On May 28, 2012, at 2:03 PM, Wanmei wrote:

> Thank you again, Greg.
> 
> Thank you for the link too (however the image in the link is not accessible 
> anymore). In your example, 4366992 is an auto generated number appended when 
> a user uploads a data file into the Galaxy instance, right? say if the user 
> upload dataset.dat at time t1 and another dataset.dat at time t2, the new 
> file does not over write the old one as the newly generated auto number is 
> different from the previous one. is that correct?

Yes, that is correct.  At no time do datasets overwrite datasets that were 
previously generated.


> 
> Wanmei
> 
> 
> From: Greg Von Kuster <g...@bx.psu.edu>
> To: Wanmei <wanmei...@yahoo.com> 
> Cc: "galaxy-dev@lists.bx.psu.edu" <galaxy-dev@lists.bx.psu.edu> 
> Sent: Monday, May 28, 2012 9:26 AM
> Subject: Re: [galaxy-dev] Data file and Analysis Program versioning
> 
> 
> On May 28, 2012, at 8:34 AM, Wanmei wrote:
> 
>> Thank you Greg.
>> 
>> > This job keeps information about the tool that was used, including the 
>> > version.  The results of the job running is the analysis consisting of one 
>> > or more additional datasets.
>> [Wanmei] does the job also keep the information about which input dataset is 
>> used besides the tool&version?
> 
> Yes, the Galaxy reports component ( discussed in the Galaxy news brief at 
> http://wiki.g2.bx.psu.edu/DevNewsBriefs/2010%2006_08 ) is a good place to 
> look for details about Galaxy jobs.  The reports have not yet been enhanced 
> to display tool version information or tool version relationships, but they 
> will soon include this information.  Here is some of the job information 
> shown in the current reports.  You'll see information about input datasets 
> and resulting datasets in the command line.
> 
> Job Information
> 
> State Job Id  Create Time     Time To Finish  Session Id
> ok    3865189 2012-05-28 00:00:56.419746      0:00:34 5531371
> Tool  User    Runner  Runner Id
> Filter1       xxxxxx  pbs://torque.g2.bx.psu.edu/     
> 2305392.thumper.g2.bx.psu.edu
> Remote Host
> xxx.xxx.xxx.xxx
> Command Line
> python /galaxy/home/g2main/galaxy_main/tools/stats/filtering.py 
> /galaxy/main_pool/pool1/files/004/366/dataset_4366992.dat 
> /galaxy/main_pool/pool5/tmp/job_working_directory/003/865/3865189/galaxy_dataset_4366996.dat
>  "c3!=__sq__No results__sq__" 30 
> "str,str,str,str,int,float,str,float,str,str,int,float,str,str,int,str,str,str,str,str,str,int,str,str,str,list,str,list,str,str"
> Stdout
> Filtering with c3!='No results', 
> kept 46.58% of 1241 valid lines (1241 total lines).
> Stderr
> Stack Trace
> None
> Info
> None
> 
>> 
>> > With each new analysis, new datasets are produced.  In no case are 
>> > previous datasets overwritten.  With the new analysis in your example, the 
>> > job again has information about the tool / version combination that 
>> > produced the dataset.  So, like I described above, the job can be rerun at 
>> > some later point.  The resulting dataset is not versioned in the way you 
>> > describe, but information is kept about the analysis process that produced 
>> > the resulting dataset.
>> [Wanmei] I think you mean this for the example we discussed: Galaxy will 
>> keep two separate jobs: Job#1 is the previous analysis with the 
>> corresponding tool/version/output dataset; Job#2 is the new analysis with 
>> the corresponding tool/version/output dataset.
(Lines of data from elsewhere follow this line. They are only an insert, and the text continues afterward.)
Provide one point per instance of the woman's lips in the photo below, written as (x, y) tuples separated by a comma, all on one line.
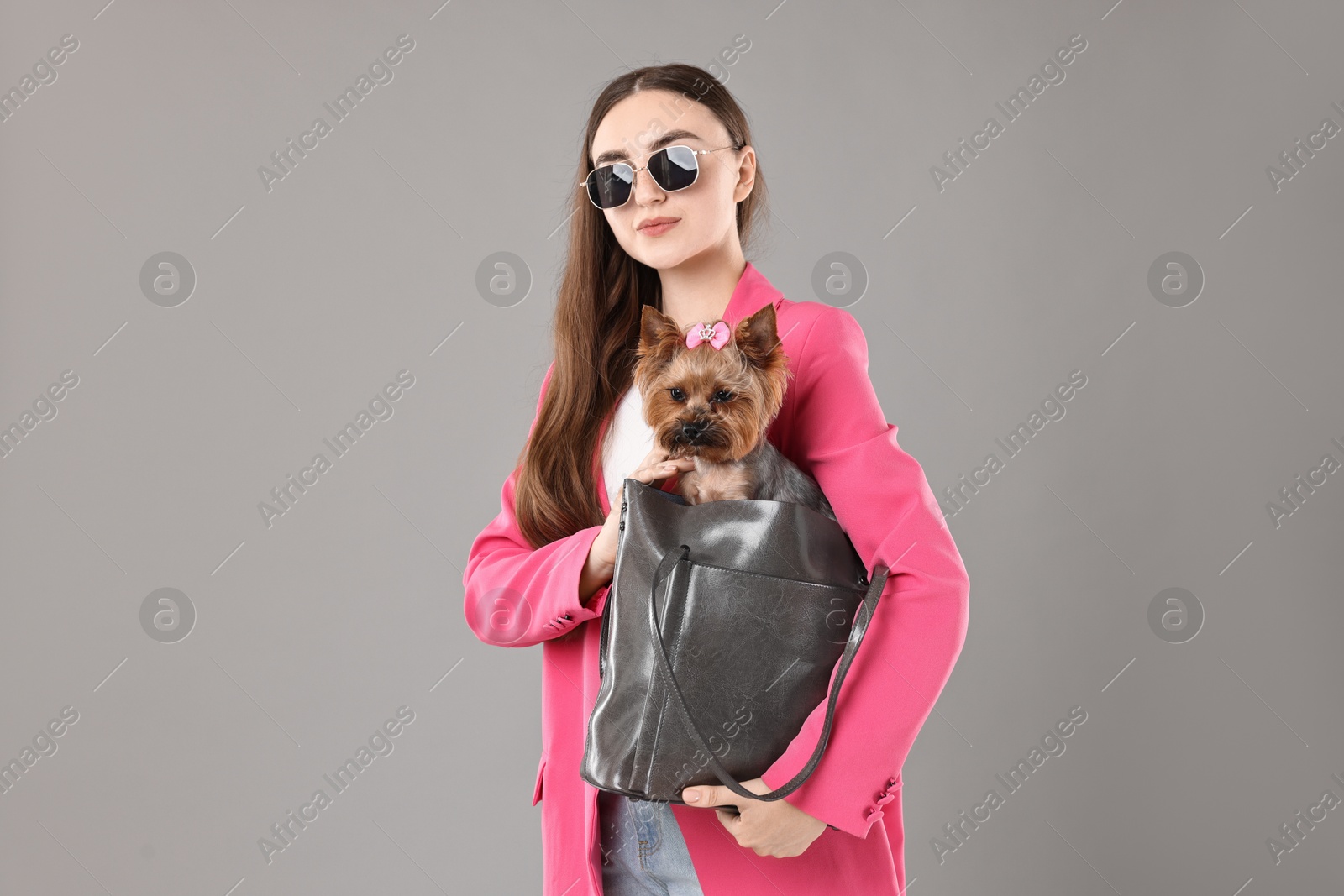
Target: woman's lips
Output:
[(656, 230)]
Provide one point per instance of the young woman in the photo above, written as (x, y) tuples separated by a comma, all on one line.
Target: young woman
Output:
[(541, 571)]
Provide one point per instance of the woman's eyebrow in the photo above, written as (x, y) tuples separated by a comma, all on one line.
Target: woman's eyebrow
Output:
[(665, 140)]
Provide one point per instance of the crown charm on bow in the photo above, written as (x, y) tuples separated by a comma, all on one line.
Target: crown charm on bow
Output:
[(716, 336)]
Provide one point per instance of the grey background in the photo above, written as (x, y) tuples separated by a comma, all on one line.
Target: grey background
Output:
[(362, 262)]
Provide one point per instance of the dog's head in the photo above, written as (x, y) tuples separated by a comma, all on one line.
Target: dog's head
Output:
[(714, 403)]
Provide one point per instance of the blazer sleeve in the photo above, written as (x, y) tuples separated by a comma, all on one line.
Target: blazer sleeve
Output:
[(884, 501), (517, 595)]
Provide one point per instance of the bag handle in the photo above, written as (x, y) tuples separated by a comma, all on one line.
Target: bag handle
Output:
[(860, 626)]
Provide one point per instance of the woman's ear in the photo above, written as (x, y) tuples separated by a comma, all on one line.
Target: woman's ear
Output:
[(746, 174)]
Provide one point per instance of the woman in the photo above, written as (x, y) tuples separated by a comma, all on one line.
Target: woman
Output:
[(541, 571)]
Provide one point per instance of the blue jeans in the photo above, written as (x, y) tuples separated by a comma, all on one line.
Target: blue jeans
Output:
[(643, 849)]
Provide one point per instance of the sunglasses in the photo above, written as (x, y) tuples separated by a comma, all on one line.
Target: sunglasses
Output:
[(672, 170)]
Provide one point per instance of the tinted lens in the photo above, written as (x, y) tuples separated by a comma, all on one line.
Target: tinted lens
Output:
[(609, 186), (674, 168)]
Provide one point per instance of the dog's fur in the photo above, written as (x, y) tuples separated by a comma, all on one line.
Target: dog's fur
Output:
[(716, 406)]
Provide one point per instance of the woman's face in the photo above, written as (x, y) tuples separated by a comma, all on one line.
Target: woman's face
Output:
[(702, 217)]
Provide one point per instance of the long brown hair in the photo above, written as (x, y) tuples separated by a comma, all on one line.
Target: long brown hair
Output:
[(597, 322)]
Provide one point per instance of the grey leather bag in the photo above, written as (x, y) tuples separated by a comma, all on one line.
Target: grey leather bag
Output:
[(719, 634)]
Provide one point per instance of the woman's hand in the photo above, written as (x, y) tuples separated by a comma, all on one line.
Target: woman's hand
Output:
[(601, 562), (769, 828)]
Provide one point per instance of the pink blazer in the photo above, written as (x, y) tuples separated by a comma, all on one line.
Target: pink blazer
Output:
[(833, 429)]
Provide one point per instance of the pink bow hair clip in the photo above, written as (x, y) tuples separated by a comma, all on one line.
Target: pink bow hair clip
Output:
[(716, 336)]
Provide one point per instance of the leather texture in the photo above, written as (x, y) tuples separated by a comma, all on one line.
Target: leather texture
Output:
[(721, 631)]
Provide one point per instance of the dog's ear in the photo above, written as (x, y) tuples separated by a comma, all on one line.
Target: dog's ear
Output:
[(659, 336), (757, 338)]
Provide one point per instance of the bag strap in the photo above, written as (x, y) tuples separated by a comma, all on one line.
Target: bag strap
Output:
[(860, 626)]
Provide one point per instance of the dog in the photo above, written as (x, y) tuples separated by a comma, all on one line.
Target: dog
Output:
[(711, 394)]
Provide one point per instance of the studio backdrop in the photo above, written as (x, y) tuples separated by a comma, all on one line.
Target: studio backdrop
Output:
[(276, 293)]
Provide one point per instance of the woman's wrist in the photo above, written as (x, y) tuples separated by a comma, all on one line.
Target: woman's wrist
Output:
[(593, 577)]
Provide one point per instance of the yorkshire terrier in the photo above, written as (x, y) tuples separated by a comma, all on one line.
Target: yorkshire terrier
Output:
[(710, 396)]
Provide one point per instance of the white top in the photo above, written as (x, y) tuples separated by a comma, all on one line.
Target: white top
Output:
[(628, 441)]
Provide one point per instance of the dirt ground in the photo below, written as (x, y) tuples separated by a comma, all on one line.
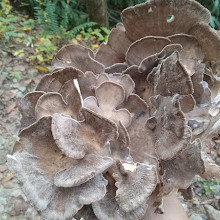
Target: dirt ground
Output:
[(205, 204)]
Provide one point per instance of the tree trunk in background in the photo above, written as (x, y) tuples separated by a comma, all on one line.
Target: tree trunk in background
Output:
[(98, 12)]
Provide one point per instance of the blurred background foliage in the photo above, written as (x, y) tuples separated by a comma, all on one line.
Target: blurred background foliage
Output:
[(45, 25)]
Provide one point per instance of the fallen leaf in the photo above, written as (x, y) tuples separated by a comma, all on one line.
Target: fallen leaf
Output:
[(42, 69), (9, 94)]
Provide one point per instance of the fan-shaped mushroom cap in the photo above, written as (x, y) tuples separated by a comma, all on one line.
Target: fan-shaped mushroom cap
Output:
[(192, 53), (208, 39), (202, 93), (79, 57), (151, 62), (120, 147), (131, 181), (46, 197), (139, 21), (116, 68), (83, 171), (169, 77), (169, 129), (67, 101), (130, 199), (180, 171), (173, 210), (53, 82), (109, 96), (27, 108), (145, 47), (142, 87), (75, 139)]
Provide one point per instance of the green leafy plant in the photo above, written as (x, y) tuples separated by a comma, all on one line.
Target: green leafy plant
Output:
[(66, 17), (44, 50)]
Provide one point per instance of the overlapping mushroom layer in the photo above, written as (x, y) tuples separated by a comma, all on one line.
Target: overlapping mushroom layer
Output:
[(107, 134)]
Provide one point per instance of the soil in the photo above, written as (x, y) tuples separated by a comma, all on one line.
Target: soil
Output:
[(13, 203)]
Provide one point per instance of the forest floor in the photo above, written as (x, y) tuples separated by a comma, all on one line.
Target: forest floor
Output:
[(19, 75)]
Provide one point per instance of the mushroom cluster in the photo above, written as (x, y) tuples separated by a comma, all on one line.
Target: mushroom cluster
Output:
[(108, 135)]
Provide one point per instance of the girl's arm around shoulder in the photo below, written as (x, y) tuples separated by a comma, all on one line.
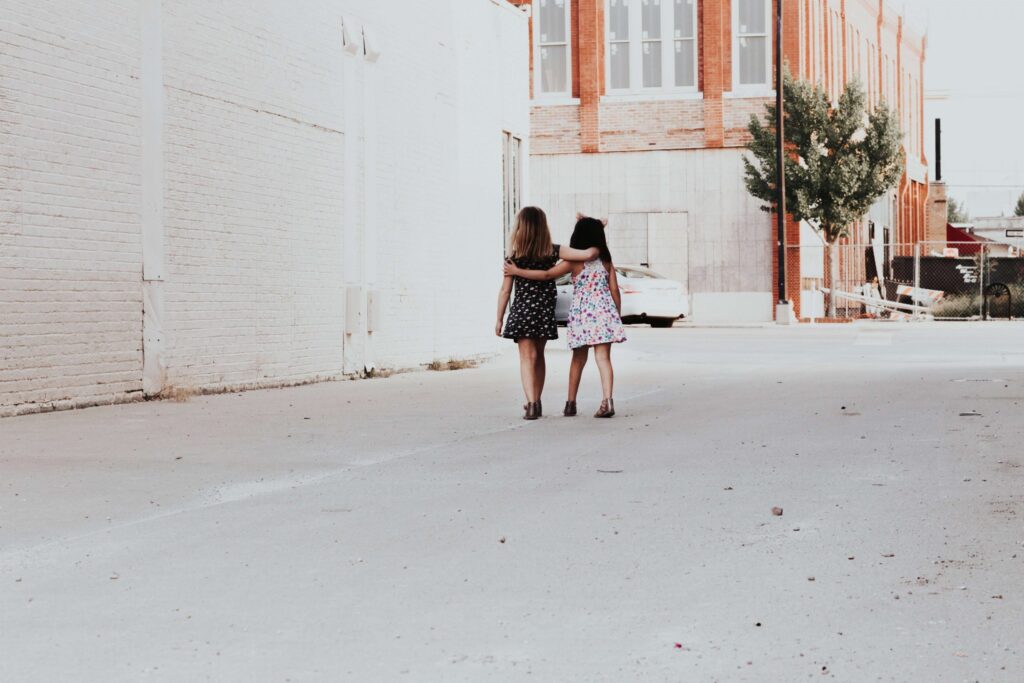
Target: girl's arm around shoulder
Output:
[(503, 301), (613, 287), (569, 254), (551, 273)]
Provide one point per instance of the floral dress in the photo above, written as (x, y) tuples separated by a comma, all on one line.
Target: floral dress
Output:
[(593, 316), (532, 312)]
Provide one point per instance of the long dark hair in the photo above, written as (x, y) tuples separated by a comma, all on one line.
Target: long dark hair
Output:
[(590, 232)]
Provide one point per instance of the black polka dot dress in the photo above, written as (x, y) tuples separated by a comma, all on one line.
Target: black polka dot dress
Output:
[(532, 314)]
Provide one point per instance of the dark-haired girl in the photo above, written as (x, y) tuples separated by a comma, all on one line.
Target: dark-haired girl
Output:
[(595, 316)]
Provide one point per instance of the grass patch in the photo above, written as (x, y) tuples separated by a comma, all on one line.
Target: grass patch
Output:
[(178, 394), (452, 364)]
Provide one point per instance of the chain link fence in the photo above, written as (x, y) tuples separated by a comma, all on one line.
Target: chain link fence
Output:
[(923, 281)]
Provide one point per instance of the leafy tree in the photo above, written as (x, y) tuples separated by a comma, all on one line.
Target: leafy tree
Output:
[(956, 212), (841, 160)]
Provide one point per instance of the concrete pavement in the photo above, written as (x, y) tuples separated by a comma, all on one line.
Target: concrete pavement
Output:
[(415, 528)]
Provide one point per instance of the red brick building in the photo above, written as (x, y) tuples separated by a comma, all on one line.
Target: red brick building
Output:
[(640, 111)]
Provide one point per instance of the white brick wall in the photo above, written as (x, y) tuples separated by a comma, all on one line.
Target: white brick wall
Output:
[(70, 252), (263, 224)]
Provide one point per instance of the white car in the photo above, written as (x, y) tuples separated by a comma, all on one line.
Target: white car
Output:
[(647, 297)]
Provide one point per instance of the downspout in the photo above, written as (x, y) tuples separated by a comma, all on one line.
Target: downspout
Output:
[(152, 189)]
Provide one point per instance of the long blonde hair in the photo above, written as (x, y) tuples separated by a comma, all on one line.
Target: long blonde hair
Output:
[(530, 239)]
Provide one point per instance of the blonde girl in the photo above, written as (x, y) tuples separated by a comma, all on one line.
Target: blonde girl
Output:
[(595, 316), (531, 319)]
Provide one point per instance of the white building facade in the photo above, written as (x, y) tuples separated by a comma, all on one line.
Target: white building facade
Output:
[(219, 196)]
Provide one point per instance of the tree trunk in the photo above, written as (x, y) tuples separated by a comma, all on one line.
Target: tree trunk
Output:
[(833, 276)]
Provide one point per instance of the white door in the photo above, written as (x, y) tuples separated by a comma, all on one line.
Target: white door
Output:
[(668, 246), (657, 241), (627, 233)]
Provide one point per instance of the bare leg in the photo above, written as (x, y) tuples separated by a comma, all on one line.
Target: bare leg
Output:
[(602, 354), (580, 356), (527, 358), (540, 367)]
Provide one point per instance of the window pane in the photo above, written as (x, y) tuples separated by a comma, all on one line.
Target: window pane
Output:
[(752, 16), (684, 18), (552, 20), (652, 65), (619, 20), (553, 69), (684, 63), (619, 56), (651, 15), (753, 67)]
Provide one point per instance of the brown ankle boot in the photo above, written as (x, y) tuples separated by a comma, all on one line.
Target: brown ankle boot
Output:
[(607, 409)]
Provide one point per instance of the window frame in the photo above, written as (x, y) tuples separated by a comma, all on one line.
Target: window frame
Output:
[(539, 92), (759, 88), (635, 42)]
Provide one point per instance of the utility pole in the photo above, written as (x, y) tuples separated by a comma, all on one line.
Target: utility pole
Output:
[(783, 309)]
Is my understanding correct?
> 
> Yes!
> 
> 
>> 
>> 
>> Thanks,
>> Wanmei
>> 
>> From: Greg Von Kuster <g...@bx.psu.edu>
>> To: Wanmei <wanmei...@yahoo.com> 
>> Cc: "galaxy-dev@lists.bx.psu.edu" <galaxy-dev@lists.bx.psu.edu> 
>> Sent: Monday, May 28, 2012 7:13 AM
>> Subject: Re: [galaxy-dev] Data file and Analysis Program versioning
>> 
>> Hello Wanmei,
>> 
>> On May 27, 2012, at 9:43 PM, Wanmei wrote:
>> 
>>> Hi All,
>>> 
>>> I am pretty new to Galaxy. I would like to understand Galaxy's versioning 
>>> capability from an end-user perspective (i do not mean the versioning 
>>> capability that Mercurial offers in Galaxy repo).
>>> 
>>> I did some research and found the following link mentioned a use case: if 
>>> an end-user would like to rerun an analysis which was previously run using 
>>> a different version of the analysis program, then Galaxy will prompt the 
>>> end-user whether he/she would like to proceed with the new analysis. From 
>>> this screenshot (in the link), it looks like Galaxy keeps track of the 
>>> metadata of a output data file such as which analysis program and which 
>>> version of the code produce it. is my understanding correct?
>>> http://wiki.g2.bx.psu.edu/Tool%20Shed#Galaxy_Tool_Versions
>> 
>> You are correct.  In Galaxy, the process of providing an input dataset to an 
>> analysis tool creates a Galaxy job.  This job keeps information about the 
>> tool that was used, including the version.  The results of the job running 
>> is the analysis consisting of one or more additional datasets.  At some 
>> later point when a Galaxy user attempts to rerun the job, the original job 
>> information is inspected to determine the tool / version combination that 
>> was used in the job.  Then the current Galaxy tool box is inspected to see 
>> if that tool / version combination is available in the tool box or if a 
>> derivative tool / version combination is available, allowing the user to 
>> rerun the tool with either the original or the derivative.
>> 
>>> 
>>> If the answer to my above question is yes, then i have one more question. 
>>> does Galaxy version the output data as well? What i means is, for example, 
>>> if the end-user agrees to use a newer version of the code to rerun (answer 
>>> Yes to Galaxy's prompt), will the newly generated output be marked as 
>>> version #2 as oppose to the original output (version #1)? Or it will just 
>>> simply overwrites the previous analysis output file?
>> 
>> With each new analysis, new datasets are produced.  In no case are previous 
>> datasets overwritten.  With the new analysis in your example, the job again 
>> has information about the tool / version combination that produced the 
>> dataset.  So, like I described above, the job can be rerun at some later 
>> point.  The resulting dataset is not versioned in the way you describe, but 
>> information is kept about the analysis process that produced the resulting 
>> dataset.
>> 
>> Greg Von Kuster
>> 
>>> 
>>> 
>>> Thanks,
>>> Wanmei
>>> 
>>> 
>>> ___________________________________________________________
>>> Please keep all replies on the list by using "reply all"
>>> in your mail client.  To manage your subscriptions to this
>>> and other Galaxy lists, please use the interface at:
>>> 
>>>  http://lists.bx.psu.edu/
>> 
>> 
>> 
> 
> 
> 

___________________________________________________________
Please keep all replies on the list by using "reply all"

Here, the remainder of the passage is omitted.